Der arbeitet ja schon wieder an einem neuen Buch, Arbeitstitel: „Mein Europa“, womit er seine „Gartenzwerg-Vorstellungen“ über Europas Zukunft der deutschen Volksgemeinschaft unterjubeln will.

Den SPD-Sarrazin kann Raab natürlich noch nicht auf sein neues Buch ansprechen, weil der selbst bisher nicht weiss, was er da im Detail bringen will. Stattdessen sollte Raab nebenbei auf die verblüffende Ähnlichkeit des Sarrazin mit dem Ruhrpott Kumpel Adolf Tegtmeier, alias Jürgen von Manger hinweisen, und am besten diese Bilder einspielen:


Thilo Sarrazin


Adolf Tegtmeier – Verwandter von Sarrazin?
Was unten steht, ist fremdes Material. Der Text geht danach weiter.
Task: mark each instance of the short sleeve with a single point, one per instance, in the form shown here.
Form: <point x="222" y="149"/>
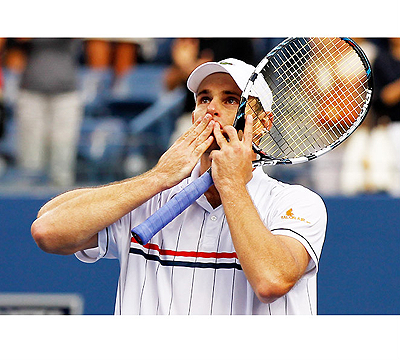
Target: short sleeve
<point x="301" y="214"/>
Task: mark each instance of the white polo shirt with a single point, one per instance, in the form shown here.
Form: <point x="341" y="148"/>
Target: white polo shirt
<point x="191" y="267"/>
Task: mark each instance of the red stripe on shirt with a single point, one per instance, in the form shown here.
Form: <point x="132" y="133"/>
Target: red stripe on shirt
<point x="196" y="254"/>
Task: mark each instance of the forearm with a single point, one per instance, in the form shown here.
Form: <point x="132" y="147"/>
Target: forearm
<point x="270" y="265"/>
<point x="70" y="222"/>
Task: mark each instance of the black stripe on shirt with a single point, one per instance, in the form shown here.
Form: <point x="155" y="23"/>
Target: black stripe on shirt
<point x="188" y="264"/>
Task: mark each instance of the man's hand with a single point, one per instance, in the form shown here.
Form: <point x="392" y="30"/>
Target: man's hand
<point x="179" y="160"/>
<point x="231" y="164"/>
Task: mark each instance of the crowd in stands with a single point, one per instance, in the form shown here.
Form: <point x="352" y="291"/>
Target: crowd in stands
<point x="80" y="111"/>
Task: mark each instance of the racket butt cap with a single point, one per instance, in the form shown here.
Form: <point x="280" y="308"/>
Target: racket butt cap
<point x="137" y="238"/>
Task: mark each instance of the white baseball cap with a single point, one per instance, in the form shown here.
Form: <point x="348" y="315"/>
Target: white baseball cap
<point x="239" y="71"/>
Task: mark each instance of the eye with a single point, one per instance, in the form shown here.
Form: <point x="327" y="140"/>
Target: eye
<point x="204" y="99"/>
<point x="232" y="101"/>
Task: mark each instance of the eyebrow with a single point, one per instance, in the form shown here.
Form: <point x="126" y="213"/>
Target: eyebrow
<point x="225" y="92"/>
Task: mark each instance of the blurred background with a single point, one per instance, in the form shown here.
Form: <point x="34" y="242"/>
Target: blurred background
<point x="87" y="111"/>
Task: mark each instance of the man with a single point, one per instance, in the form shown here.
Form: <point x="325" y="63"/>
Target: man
<point x="249" y="245"/>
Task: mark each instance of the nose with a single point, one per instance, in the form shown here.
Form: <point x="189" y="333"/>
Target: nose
<point x="213" y="108"/>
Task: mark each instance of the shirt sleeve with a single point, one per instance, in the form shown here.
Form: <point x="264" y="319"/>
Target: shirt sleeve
<point x="301" y="214"/>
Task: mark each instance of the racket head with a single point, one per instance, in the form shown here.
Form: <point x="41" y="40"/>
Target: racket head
<point x="321" y="91"/>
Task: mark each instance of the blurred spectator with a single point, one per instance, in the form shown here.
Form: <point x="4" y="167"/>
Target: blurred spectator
<point x="364" y="163"/>
<point x="188" y="53"/>
<point x="2" y="109"/>
<point x="387" y="105"/>
<point x="355" y="167"/>
<point x="49" y="110"/>
<point x="118" y="55"/>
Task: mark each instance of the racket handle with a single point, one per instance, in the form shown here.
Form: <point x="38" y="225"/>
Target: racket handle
<point x="163" y="216"/>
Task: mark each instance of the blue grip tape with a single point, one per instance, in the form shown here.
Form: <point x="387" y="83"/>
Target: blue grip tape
<point x="163" y="216"/>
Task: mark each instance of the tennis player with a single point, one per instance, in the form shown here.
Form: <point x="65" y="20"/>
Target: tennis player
<point x="249" y="245"/>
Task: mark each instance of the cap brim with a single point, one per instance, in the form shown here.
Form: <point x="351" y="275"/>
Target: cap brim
<point x="201" y="72"/>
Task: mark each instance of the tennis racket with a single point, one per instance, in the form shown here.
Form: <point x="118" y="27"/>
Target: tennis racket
<point x="321" y="92"/>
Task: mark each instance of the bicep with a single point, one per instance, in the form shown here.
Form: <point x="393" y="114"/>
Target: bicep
<point x="298" y="252"/>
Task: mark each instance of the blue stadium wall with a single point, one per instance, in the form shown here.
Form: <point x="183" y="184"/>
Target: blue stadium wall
<point x="359" y="267"/>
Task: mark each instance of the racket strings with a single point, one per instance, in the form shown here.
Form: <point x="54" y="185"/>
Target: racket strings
<point x="319" y="89"/>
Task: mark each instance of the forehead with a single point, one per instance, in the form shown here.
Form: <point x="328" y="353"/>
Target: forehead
<point x="219" y="82"/>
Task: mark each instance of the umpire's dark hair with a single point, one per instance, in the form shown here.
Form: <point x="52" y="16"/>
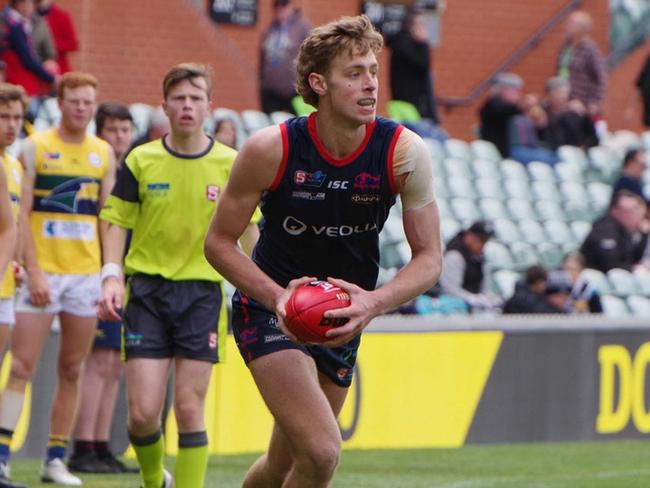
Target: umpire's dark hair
<point x="111" y="110"/>
<point x="630" y="155"/>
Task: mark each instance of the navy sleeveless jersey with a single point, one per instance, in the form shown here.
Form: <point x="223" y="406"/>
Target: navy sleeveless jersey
<point x="322" y="216"/>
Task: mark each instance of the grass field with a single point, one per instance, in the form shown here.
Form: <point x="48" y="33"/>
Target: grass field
<point x="615" y="464"/>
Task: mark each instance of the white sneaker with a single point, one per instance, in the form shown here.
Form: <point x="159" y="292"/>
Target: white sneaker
<point x="57" y="472"/>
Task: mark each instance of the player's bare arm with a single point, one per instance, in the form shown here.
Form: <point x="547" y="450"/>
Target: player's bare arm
<point x="414" y="179"/>
<point x="112" y="299"/>
<point x="253" y="172"/>
<point x="39" y="289"/>
<point x="7" y="225"/>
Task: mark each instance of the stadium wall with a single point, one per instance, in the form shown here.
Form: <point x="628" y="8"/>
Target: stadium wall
<point x="423" y="382"/>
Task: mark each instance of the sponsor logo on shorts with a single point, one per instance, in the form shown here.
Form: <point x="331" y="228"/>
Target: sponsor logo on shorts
<point x="133" y="339"/>
<point x="158" y="189"/>
<point x="365" y="198"/>
<point x="304" y="178"/>
<point x="64" y="229"/>
<point x="275" y="338"/>
<point x="295" y="227"/>
<point x="212" y="192"/>
<point x="366" y="181"/>
<point x="308" y="195"/>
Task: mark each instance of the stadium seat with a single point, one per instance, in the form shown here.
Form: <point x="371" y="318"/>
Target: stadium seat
<point x="484" y="168"/>
<point x="485" y="150"/>
<point x="517" y="189"/>
<point x="402" y="111"/>
<point x="597" y="279"/>
<point x="642" y="276"/>
<point x="458" y="149"/>
<point x="449" y="228"/>
<point x="513" y="170"/>
<point x="574" y="155"/>
<point x="549" y="209"/>
<point x="497" y="256"/>
<point x="461" y="187"/>
<point x="601" y="194"/>
<point x="465" y="210"/>
<point x="254" y="120"/>
<point x="544" y="190"/>
<point x="492" y="208"/>
<point x="141" y="113"/>
<point x="505" y="281"/>
<point x="489" y="188"/>
<point x="524" y="255"/>
<point x="539" y="171"/>
<point x="605" y="161"/>
<point x="280" y="116"/>
<point x="639" y="305"/>
<point x="622" y="282"/>
<point x="300" y="107"/>
<point x="560" y="233"/>
<point x="614" y="306"/>
<point x="521" y="209"/>
<point x="506" y="231"/>
<point x="532" y="231"/>
<point x="550" y="255"/>
<point x="566" y="171"/>
<point x="580" y="229"/>
<point x="436" y="149"/>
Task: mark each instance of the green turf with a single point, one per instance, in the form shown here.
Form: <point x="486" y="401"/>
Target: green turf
<point x="619" y="464"/>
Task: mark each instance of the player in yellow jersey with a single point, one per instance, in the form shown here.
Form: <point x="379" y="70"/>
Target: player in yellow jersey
<point x="13" y="104"/>
<point x="68" y="174"/>
<point x="167" y="192"/>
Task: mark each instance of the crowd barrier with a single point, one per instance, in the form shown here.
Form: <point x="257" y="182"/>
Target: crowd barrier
<point x="424" y="382"/>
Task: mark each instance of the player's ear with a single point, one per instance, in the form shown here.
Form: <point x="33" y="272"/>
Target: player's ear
<point x="317" y="83"/>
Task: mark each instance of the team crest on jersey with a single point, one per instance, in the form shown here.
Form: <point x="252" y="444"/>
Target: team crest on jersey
<point x="366" y="181"/>
<point x="212" y="192"/>
<point x="94" y="159"/>
<point x="304" y="178"/>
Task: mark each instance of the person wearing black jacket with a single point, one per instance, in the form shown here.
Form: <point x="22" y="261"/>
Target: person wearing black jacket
<point x="410" y="66"/>
<point x="616" y="240"/>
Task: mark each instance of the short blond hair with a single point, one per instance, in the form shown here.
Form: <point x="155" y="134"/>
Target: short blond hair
<point x="13" y="93"/>
<point x="75" y="79"/>
<point x="354" y="35"/>
<point x="188" y="71"/>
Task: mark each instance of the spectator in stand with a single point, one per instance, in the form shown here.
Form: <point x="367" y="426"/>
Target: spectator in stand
<point x="581" y="63"/>
<point x="225" y="132"/>
<point x="529" y="295"/>
<point x="410" y="66"/>
<point x="616" y="240"/>
<point x="23" y="65"/>
<point x="558" y="292"/>
<point x="568" y="122"/>
<point x="635" y="163"/>
<point x="584" y="297"/>
<point x="499" y="108"/>
<point x="643" y="84"/>
<point x="63" y="32"/>
<point x="278" y="49"/>
<point x="463" y="271"/>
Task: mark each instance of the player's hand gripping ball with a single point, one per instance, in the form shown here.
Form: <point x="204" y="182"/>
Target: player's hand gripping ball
<point x="306" y="306"/>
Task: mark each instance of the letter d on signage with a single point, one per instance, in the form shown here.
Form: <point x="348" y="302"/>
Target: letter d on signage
<point x="613" y="416"/>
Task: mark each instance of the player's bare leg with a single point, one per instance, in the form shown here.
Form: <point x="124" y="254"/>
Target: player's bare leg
<point x="306" y="440"/>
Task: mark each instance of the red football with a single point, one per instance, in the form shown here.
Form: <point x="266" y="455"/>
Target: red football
<point x="306" y="307"/>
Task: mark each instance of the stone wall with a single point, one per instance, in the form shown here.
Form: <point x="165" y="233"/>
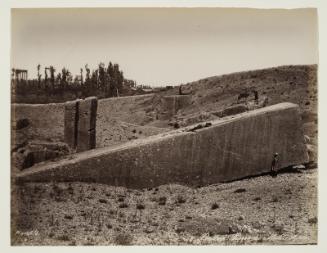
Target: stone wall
<point x="228" y="149"/>
<point x="46" y="120"/>
<point x="80" y="123"/>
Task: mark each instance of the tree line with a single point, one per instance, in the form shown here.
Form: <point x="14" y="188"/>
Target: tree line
<point x="104" y="81"/>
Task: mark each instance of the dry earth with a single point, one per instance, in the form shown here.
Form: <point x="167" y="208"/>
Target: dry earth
<point x="280" y="210"/>
<point x="259" y="210"/>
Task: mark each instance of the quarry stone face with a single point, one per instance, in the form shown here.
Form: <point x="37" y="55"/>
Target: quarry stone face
<point x="70" y="124"/>
<point x="228" y="149"/>
<point x="80" y="123"/>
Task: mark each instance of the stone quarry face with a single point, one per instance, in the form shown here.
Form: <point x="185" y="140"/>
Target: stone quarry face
<point x="228" y="149"/>
<point x="80" y="123"/>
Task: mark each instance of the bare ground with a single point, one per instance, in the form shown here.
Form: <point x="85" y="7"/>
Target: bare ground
<point x="259" y="210"/>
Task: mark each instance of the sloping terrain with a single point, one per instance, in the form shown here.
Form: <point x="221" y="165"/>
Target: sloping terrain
<point x="260" y="210"/>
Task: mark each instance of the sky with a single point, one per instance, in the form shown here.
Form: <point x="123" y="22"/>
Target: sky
<point x="163" y="46"/>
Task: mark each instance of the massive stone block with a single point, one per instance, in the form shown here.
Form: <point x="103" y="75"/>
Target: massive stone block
<point x="231" y="148"/>
<point x="86" y="132"/>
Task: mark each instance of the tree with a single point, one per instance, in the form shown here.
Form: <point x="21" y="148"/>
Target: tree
<point x="81" y="70"/>
<point x="52" y="77"/>
<point x="39" y="76"/>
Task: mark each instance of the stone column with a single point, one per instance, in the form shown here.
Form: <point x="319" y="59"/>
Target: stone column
<point x="71" y="123"/>
<point x="86" y="135"/>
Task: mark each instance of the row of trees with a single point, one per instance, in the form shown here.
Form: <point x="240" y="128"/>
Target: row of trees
<point x="105" y="81"/>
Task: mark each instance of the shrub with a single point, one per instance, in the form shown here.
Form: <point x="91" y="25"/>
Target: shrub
<point x="123" y="239"/>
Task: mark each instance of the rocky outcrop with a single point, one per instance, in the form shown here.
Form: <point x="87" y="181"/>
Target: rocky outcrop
<point x="228" y="149"/>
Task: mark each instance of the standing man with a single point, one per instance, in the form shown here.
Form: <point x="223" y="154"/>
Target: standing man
<point x="274" y="165"/>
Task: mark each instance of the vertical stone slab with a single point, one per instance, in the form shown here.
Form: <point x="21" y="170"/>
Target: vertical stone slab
<point x="70" y="123"/>
<point x="86" y="132"/>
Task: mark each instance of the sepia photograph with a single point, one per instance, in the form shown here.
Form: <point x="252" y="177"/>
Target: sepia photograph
<point x="163" y="126"/>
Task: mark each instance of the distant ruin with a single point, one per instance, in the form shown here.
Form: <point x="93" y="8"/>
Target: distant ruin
<point x="227" y="149"/>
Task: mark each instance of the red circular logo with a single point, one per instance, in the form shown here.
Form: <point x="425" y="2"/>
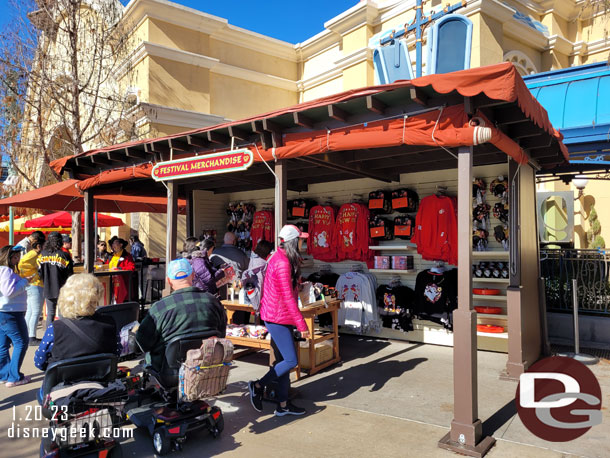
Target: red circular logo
<point x="559" y="399"/>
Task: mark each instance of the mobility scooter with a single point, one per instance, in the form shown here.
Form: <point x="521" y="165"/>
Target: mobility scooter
<point x="161" y="408"/>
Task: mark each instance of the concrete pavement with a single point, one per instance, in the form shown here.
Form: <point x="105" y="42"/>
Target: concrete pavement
<point x="391" y="399"/>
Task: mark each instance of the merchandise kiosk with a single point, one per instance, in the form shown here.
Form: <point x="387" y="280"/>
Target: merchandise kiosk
<point x="423" y="134"/>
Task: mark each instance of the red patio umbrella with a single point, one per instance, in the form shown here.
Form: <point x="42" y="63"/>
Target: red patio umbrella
<point x="64" y="196"/>
<point x="64" y="219"/>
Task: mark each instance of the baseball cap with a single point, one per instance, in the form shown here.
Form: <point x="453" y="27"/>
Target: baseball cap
<point x="179" y="269"/>
<point x="290" y="232"/>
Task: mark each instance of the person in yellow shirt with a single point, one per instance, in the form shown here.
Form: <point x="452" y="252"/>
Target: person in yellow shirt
<point x="28" y="268"/>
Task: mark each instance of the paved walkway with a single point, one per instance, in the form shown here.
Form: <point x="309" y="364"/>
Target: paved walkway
<point x="390" y="399"/>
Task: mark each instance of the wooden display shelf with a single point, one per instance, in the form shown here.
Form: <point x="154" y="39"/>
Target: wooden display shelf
<point x="493" y="335"/>
<point x="394" y="271"/>
<point x="309" y="313"/>
<point x="404" y="247"/>
<point x="501" y="316"/>
<point x="490" y="255"/>
<point x="490" y="280"/>
<point x="490" y="297"/>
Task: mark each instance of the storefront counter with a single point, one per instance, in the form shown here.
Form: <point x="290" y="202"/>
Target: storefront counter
<point x="317" y="336"/>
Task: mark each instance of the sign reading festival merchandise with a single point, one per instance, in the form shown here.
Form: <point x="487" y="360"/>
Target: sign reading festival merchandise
<point x="210" y="164"/>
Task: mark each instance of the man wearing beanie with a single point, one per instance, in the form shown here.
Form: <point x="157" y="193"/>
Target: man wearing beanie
<point x="187" y="309"/>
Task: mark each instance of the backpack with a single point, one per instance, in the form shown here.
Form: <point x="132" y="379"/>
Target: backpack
<point x="252" y="287"/>
<point x="205" y="371"/>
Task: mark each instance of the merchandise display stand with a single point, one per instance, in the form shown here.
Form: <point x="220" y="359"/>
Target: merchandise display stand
<point x="317" y="336"/>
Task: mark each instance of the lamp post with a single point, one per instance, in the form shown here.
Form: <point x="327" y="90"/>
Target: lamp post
<point x="580" y="182"/>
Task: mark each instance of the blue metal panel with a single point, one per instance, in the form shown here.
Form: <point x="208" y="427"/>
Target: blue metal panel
<point x="392" y="62"/>
<point x="603" y="99"/>
<point x="552" y="98"/>
<point x="580" y="103"/>
<point x="451" y="44"/>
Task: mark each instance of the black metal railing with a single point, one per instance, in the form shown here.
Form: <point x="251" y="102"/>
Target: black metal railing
<point x="591" y="269"/>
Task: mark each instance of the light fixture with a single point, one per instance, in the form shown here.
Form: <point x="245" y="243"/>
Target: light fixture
<point x="580" y="182"/>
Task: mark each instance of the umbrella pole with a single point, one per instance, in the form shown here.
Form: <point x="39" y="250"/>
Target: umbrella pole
<point x="95" y="222"/>
<point x="11" y="228"/>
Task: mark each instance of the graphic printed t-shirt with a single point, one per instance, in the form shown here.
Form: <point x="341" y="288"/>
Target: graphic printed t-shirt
<point x="320" y="243"/>
<point x="263" y="228"/>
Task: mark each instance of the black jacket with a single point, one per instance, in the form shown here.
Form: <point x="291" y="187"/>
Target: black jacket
<point x="68" y="344"/>
<point x="54" y="269"/>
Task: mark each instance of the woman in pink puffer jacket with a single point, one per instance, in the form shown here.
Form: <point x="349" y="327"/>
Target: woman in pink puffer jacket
<point x="280" y="312"/>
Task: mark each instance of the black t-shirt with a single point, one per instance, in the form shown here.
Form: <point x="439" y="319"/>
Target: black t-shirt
<point x="395" y="304"/>
<point x="435" y="293"/>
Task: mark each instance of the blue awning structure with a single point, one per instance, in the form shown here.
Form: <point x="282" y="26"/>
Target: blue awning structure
<point x="577" y="100"/>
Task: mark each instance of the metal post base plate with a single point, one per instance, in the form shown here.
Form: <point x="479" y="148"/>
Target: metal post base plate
<point x="584" y="358"/>
<point x="477" y="451"/>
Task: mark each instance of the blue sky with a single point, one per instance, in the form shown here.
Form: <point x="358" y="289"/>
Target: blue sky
<point x="286" y="20"/>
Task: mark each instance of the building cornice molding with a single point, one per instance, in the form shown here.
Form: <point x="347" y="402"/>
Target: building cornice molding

Ausserdem könnte Raab ihn fragen wie viel er von Oswald Spenglers Buch „Untergang des Abendlandes“ für seine Büchlein denn abgeschrieben habe.

Auch Cindy muss kommen
Als Vertreterin aus dem Volk könnte Cindy aus Marzahn eingeladen werden, die würdige Nachfolgerin der seinerzeitigen Ulknudel Trude Herr ( „Ich will keine Schokolade, ich will lieber einen Mann“).
Cindy wird gerade dem Sarrazin, wegen Kaltduschen von Hartz IV – Empfängern, aus eigener Erfahrung ordentlich einheizen, und die Zuschauer mit ihrer Berliner Schnauze und derb untergürteligen Kalauern zum Lachen bringen.


Cindy aus Marzahn

Um den Seehofer zu provozieren schlage ich ausserdem vor, diese etwas korpulente Dame in (weiten) Lederhosen antreten zu lassen gemäss dem Motto:

Die Berliner Preussen sind die besseren Bayern.

Natürlich darf der FDP -Brüderle nicht fehlen zum Thema:

Wieviele Tanzkarten darf ein Politiker pro Abend austeilen, ohne in den Geruch der sexuellen Nötigung zu geraten?

So wird die Chose laufen.

So eine Veranstaltung wie gestern abend darf es nie wieder geben, sonst laufen ihnen mit den Zuschauern auch die Werbekunden weg.